Ask HN: Lately lots of employees are asking for sabbatical year off - xstartup
We&#x27;ve one 20 person company and 10 of them asked for a year off. Now, if we actually give them a year off, it will take 10 years for the last person to get any year off at all. How are you guys managing it?
======
brudgers
[random remarks from the internet]

It's only 20 people. The company culture is such that sabbaticals are
available. Ten simultaneous sabbaticals is everyone's problem because: those
that aren't taking a sabbatical will get short changed in terms of time away
_and_ more work. Those that take a sabbatical may not have a company to come
back to a year later.

My first thought is to get everyone together and describe the situation: ten
people want sabbaticals next year; it is a potential problem for the company;
and everyone together can seek something equitable and acceptable and
reasonable that will work over the short and medium terms.

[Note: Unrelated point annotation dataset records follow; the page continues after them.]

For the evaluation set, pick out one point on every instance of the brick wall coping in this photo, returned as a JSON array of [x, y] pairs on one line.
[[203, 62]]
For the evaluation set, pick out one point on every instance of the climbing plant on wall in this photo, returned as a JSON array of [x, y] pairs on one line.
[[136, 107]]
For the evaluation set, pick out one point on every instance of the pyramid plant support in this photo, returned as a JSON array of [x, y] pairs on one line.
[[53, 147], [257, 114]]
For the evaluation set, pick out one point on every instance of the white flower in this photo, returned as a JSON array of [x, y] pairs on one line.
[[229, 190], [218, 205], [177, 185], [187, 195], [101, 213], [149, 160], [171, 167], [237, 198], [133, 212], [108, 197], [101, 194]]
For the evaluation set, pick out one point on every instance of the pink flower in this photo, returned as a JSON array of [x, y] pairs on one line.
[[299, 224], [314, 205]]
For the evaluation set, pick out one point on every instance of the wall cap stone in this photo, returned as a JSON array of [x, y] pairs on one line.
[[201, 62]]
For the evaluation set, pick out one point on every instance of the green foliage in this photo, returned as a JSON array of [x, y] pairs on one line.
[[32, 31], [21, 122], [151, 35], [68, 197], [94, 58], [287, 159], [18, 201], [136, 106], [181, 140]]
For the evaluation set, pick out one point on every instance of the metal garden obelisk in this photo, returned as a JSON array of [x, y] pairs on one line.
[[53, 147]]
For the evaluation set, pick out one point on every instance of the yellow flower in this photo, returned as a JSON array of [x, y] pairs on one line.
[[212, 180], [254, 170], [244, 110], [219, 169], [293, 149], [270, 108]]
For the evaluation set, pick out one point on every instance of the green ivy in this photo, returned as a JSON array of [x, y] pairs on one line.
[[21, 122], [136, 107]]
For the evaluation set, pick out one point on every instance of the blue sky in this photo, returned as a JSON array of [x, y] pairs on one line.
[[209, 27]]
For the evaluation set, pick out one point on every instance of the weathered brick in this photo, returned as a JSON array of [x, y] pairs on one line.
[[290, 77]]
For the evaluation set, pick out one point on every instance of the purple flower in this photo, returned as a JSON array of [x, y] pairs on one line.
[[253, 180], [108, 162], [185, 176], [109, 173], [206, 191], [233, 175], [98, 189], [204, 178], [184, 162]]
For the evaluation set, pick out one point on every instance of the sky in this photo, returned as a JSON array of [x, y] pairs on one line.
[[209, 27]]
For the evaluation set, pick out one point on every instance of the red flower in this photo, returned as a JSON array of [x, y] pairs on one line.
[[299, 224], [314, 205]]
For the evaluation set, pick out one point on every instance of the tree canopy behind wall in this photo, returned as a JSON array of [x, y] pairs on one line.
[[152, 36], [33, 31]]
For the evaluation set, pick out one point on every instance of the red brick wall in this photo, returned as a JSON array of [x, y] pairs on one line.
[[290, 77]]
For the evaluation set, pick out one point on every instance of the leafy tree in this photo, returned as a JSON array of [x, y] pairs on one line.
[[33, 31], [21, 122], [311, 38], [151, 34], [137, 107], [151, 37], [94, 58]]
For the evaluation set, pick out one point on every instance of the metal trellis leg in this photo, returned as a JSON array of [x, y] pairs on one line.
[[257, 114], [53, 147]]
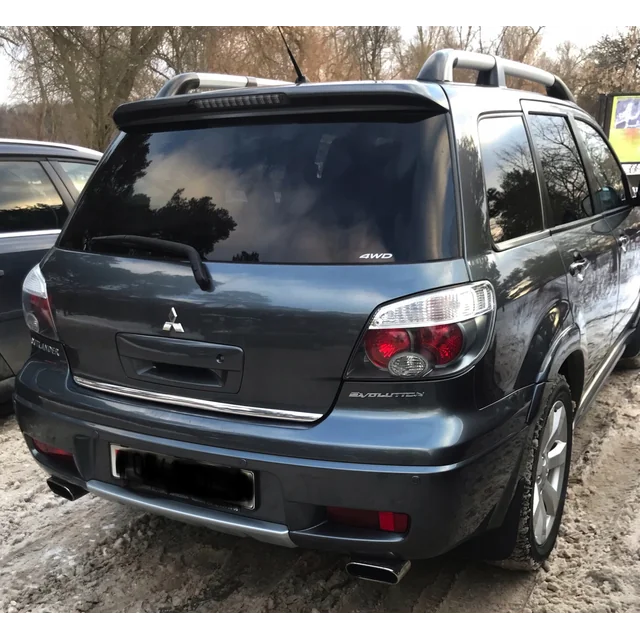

My gut is that among the ten people seeking sabbatical, some are not certain
they will return. That is the second part...meeting with each person
individually to discuss the reasons they are asking for a sabbatical _now_.
Was there a deathmarch to release? Are they unfulfilled? Is it something that
can wait a year? Are just toying with the idea of a sabbatical?

Good luck

------
Davidbrcz
It depends on what they intend to do with that year off.

If they want to travel, they need to be completely off and you can grant it to
some people.

If they want to work on some side project, then say no to some of them but
propose a part-time job (work 2 or 3 days a week). Make sure to explain _why_
you are saying no (can not afford to give half the staff a year off).